WASHINGTON — Senate Majority Leader Mitch McConnell, R-Ky., doubled down Tuesday on his vow to hold a vote on the Supreme Court nomination of Judge Brett Kavanaugh by the end of the week, accusing Democrats of throwing “mud and muck” at President Donald Trump’s pick.

“One thing we know for sure: The Senate will vote on Judge Kavanaugh here on this floor, this week,” McConnell said during a floor speech in which he also dismissed some recent media reports about Kavanaugh’s decades-old behavior.

His comments come as Democrats are pressing for a more expansive FBI investigation into allegations of sexual misconduct by Kavanaugh.
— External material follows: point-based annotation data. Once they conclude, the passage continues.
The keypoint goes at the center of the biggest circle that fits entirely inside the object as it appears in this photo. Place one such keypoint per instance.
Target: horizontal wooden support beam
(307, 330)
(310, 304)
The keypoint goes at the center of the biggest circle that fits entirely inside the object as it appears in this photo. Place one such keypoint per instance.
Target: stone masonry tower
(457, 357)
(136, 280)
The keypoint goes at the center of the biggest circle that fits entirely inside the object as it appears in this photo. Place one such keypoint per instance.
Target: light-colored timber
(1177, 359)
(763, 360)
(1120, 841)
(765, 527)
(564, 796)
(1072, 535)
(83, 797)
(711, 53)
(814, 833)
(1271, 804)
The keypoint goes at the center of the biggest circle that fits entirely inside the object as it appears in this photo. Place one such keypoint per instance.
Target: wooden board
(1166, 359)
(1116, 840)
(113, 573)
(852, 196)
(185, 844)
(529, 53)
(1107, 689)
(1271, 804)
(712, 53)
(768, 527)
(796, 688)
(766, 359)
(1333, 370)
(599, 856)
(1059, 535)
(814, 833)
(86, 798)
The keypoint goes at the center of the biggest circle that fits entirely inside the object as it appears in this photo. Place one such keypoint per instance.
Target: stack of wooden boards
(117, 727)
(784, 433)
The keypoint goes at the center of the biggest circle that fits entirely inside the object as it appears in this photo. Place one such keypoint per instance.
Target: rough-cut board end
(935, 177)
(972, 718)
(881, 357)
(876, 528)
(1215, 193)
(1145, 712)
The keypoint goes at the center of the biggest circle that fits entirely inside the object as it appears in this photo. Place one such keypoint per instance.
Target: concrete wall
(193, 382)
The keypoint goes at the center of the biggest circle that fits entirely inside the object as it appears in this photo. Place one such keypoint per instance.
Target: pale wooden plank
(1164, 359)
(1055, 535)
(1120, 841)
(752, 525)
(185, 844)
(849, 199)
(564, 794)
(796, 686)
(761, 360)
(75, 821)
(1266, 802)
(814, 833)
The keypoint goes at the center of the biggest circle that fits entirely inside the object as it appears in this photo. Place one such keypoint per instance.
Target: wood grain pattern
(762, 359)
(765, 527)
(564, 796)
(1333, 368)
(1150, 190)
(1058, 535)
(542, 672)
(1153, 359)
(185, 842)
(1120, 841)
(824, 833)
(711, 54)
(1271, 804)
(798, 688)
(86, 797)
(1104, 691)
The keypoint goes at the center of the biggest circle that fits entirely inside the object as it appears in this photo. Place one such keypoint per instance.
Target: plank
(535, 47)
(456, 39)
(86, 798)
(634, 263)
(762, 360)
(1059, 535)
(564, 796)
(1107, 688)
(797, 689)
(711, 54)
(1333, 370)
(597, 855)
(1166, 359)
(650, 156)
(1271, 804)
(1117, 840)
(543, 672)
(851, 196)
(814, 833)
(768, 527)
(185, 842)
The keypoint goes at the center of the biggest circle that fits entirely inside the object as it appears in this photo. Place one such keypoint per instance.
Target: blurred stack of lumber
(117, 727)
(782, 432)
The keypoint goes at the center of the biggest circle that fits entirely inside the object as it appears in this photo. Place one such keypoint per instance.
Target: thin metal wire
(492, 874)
On Monday, Democrats on the Senate Judiciary Committee called for FBI interviews of about dozen people who might have information relevant to three Kavanaugh accusers.

McConnell characterized that as a part of an ongoing effort by Democrats to “move the goal posts” on Kavanaugh’s confirmation and predicted they would be unsatisfied when the FBI completes its work this week.

Democrats, McConnell said, “will not be satisfied unless they have brought down Judge Kavanaugh’s nomination.”

In remarks afterward, Senate Minority Leader Chuck Schumer, D-N.Y., said there are growing questions about Kavanaugh’s credibility, some based on his testimony last week at a hearing that also included one of his accusers, Christine Blasey Ford.

Ford, a professor in California, has accused Kavanaugh of drunkenly assaulting her while both were teenagers in Maryland in the early 1980s.

“He has grossly mischaracterized his relationship with alcohol,” Schumer said, characterizing Kavanaugh as someone who “tiptoes around the truth.”

Regardless of what he did as a teenager, senators need to look at what Kavanaugh is saying now, Schumer said.

“You cannot discount what he is saying and professing at age 53 when it flies in the face of being truthful,” Schumer said. “That is the key question here. … His credibility is in real doubt – doubt enough for a lot of Americans to say this man should not be on the Supreme Court.”

During his earlier remarks, McConnell also mocked new reports that Kavanaugh was involved in a bar fight while in college, sarcastically calling it a “bombshell.”

“One can only image what new bombshell might be published today or tomorrow,” he said.

McConnell said that a “mudslide” has emerged since Ford’s allegations first became public.

“The mudslide was cheered on and capitalized on at every turn by the far left that has been so eager to stop this nomination,” he said.

McConnell also downplayed the allegations of one of Kavanaugh’s accusers, Julie Swetnick.

She said in a declaration that Kavanaugh was physically abusive toward girls in high school and was at a house party in 1982 where she says she was the victim of a gang rape. She also said she had seen Kavanaugh try to get girls inebriated and disoriented at multiple earlier parties so they could be raped by a ” ‘train’ of numerous boys.”

McConnell referred to Michael Avenatti, the attorney representing Swetnick, as a “tabloid lawyer” and said he is pushing allegations about “one wild party after another filled with sexual violence for which there happened to be zero witnesses.”

Avenatti, who has said he is considering a run for the presidency in 2020, is also representing Stormy Daniels, the adult-film actress who was paid to remain silent about an alleged affair with President Trump.